3.) "The Yattering and Jack" - A low-echelon demon (The Yattering) is assigned to torment a quiet human nobody (Jack Polo), who seems not to notice the Yattering's sometimes-grisly poltergeist-like activities. Light (when compared to other stories in this collection), spirited Christmastime romp, this. An instant classic.

This story became the basis for an episode of the 1984 television show, Tales From the Darkside. It aired on November 8, 1987, the seventh episode of Tale's fourth season. Danielle Brisebois played Amanda. Anthony Carbone played Jack Polo - Carbone is listed in the credits as "Tony Carbone". Phil Fondacaro played The Yattering. Thomas Newman played Beezlebub. Barbara Shapiro played Caroler.


4.) "Pig Blood Blues" - An ex-cop-turned-woodshop-teacher (Neil Redman) discovers mysterious going-ons at Remand Centre for Adolescent Offenders, a reform school for teenage boys. Its story arc makes its end-twist predictable, but Barker made this reader care about the lead characters (Redman, Lacey), while ramping up the story's progressive tension. Well-written, at times ironic; not the best story in the bunch.

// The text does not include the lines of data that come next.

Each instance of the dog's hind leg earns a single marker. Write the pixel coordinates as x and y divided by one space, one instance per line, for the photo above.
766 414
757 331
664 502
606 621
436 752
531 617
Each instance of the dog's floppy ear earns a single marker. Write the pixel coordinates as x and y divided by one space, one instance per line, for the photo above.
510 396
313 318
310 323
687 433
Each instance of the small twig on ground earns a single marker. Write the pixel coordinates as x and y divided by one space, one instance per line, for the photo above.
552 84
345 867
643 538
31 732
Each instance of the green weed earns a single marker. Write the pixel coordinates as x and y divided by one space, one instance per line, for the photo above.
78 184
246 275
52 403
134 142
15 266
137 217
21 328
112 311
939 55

This is scheduled to be released as a film in the near future. I have no further details about the film at this point.

In 1989, Eclipse Books published a comic book mini-series, Tapping The Vein, that is based on Barker's writings.

Chuck Wagner adapted, and Scott Hampton illustrated "Pig Blood Blues" in issue #1 (its front cover is seen below). This issue also contains an adaptation of one of Barker's other stories, "Human Remains" (published in Clive Barker's Books of Blood, Volume Three).

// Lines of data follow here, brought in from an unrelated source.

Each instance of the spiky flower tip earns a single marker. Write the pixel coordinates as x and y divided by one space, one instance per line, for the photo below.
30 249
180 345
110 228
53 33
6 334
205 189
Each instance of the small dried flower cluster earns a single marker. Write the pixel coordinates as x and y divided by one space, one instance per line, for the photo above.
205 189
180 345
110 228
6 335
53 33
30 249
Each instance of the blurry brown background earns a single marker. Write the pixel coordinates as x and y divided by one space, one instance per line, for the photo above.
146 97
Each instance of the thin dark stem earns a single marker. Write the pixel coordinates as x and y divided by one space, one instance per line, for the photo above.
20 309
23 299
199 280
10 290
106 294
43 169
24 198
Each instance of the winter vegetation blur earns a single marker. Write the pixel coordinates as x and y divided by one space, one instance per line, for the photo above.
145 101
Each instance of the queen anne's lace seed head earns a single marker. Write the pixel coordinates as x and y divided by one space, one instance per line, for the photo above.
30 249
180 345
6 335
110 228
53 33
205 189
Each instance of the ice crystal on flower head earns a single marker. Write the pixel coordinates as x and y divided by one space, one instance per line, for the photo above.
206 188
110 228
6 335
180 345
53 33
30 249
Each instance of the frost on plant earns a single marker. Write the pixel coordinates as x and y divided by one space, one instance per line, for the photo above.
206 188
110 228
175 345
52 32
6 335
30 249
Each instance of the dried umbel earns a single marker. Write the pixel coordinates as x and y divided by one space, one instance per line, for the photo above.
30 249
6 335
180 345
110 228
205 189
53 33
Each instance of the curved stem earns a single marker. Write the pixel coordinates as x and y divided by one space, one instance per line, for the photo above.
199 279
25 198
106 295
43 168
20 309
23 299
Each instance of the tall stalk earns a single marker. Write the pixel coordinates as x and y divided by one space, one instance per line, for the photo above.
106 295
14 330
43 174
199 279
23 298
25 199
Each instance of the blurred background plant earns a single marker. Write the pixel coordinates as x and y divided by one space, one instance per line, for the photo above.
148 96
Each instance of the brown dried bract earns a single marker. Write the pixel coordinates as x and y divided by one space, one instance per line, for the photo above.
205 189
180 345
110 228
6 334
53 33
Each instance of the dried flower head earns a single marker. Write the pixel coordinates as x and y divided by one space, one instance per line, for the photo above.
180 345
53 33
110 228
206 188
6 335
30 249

5.) "Sex, Death and Starshine" - A troubled stage production of Shakespeare's Twelfth Night, led by a talentless crowd-popular actress (Diane Duvall) and directed by a jaded Terry Calloway, gets new life breathed into it with the unexpected appearance of a charming theatre-savvy stranger, Richard Walden Lichfield, and his actress lover, Constantia. Aptly-titled, clever, personable tale, and memorable.


6.) "In the Hills, the Cities" - Two Eastern bloc towns, Popolac and Podujevo, wage a bizarre contest-battle, utilizing the entirety of their citizenry. Caught between the town-giants are two warring lovers, a Right-leaning pundit (Judd) and an art aficionado (Mick). Strange, visually stunning tale, with an equally stunning end-line. Unforgettable, this.

"In the Hills, the Cities" also appeared in issue #2 of the comic book mini-series, Tapping The Vein.

Chuck Wagner and Fred Burke adapted, and John Bolton illustrated the story. This issue, its cover seen below, also contains an adaptation of one of Barker's other (re-titled) stories, "Skins of the Fathers" (published in Clive Barker's Books of Blood, Volume Two).




This anthology is followed by Clive Barker's Books of Blood, Volume Two.